ベトナム戦争の経験を踏まえ、1970年代後半からアメリカ陸軍はさまざまな組織改革に乗り出しましたが、その成果の一つとして1980年10月に活動を開始したナショナル・トレーニング・センター(National Training Center:以下NTC)の設置を挙げることができます。NTCは、現実的な戦闘訓練や機動演習が実施されており、戦術的な教訓の普及を目指して活動してきました。

NTCで研究されてきたテーマの一つには、戦闘を勝利に導くための戦術ドクトリンの開発が含まれています。これまで戦術の研究で基本とされてきたのは、戦史を研究することでしたが、NTCは条件を統制しながら、結果の変化を探る実験的アプローチをとり、その結果をランド研究所と連携して分析してきました。

1987年にランド研究所が発表した研究報告書「ナショナル・トレーニング・センターの実験を適用する(Applying the National Training Center Experience)」では、演習に参加した軍人から作戦後の分析検討(After Action Review)の手続きで収集したデータを分析し、攻撃戦闘での勝利の多くが戦闘前に実施する偵察の成否で説明できることを実証しています。

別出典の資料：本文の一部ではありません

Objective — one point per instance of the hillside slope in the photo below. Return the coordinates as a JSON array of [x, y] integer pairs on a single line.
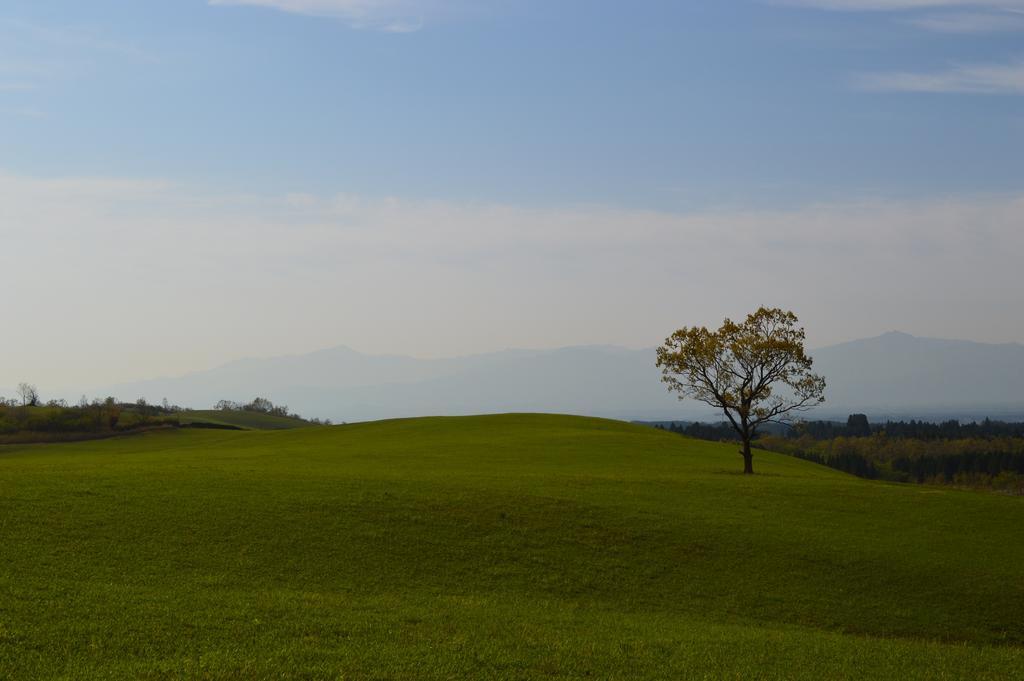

1986年の夏以降、14個の歩兵大隊または戦車大隊が参加する演習が63回実施されました。いずれの事例でも偵察隊が敵情を解明する度合いに応じて、攻撃戦闘の成功率が大きく左右されることが示されましたが、多くの事例で時間的な制約があり、十分な偵察が実施できないまま攻撃動作に移行することがあることも浮き彫りとされました。また、偵察を成功させることの難しさも指摘されており、偵察任務を達成する能力が不足しがちであることも判明しました。

したがって、NTCの調査から戦闘効率の向上のためには、偵察隊の指揮をとることになる士官には、偵察に必要な知識と技能を付与しておくことが重要であり、徒歩で行動する場合、下車して行動する場合に、どのような戦闘動作をとればよいのかを教えるべきであると提案しています。偵察任務における装軌車両の問題も指摘されており、高機動多用途装輪車両(High Mobility Multipurpose Wheeled Vehicle, HMMWV)のような車両が静穏性の面で偵察任務に適しているとも論じられました。

こうした見解の妥当性は1996年に発表された報告書「ナショナル・トレーニング・センターにおける大隊偵察作戦(Battalion Reconnaissance Operations at the National Training Center)」でも再確認され、偵察任務の重要性が改めて示すされました。ただし、偵察任務に使用する車両として、装甲が乏しいHMMWVを使用することの是非については、議論の余地があります。

1991年に湾岸戦争が終結した後で、HMMWVの防護性能は必ずしも乗員の生存性を確保するには十分ではなかったことが問題として提起されたためです。私は偵察小隊が使用する車両には十分な対弾、対爆性能が必須であると考えていますが、突き詰めれば偵察の方法として、隠密偵察と威力偵察のどちらを重視すべきかという問題になるため、状況によって最適性は変化する可能性があるでしょう。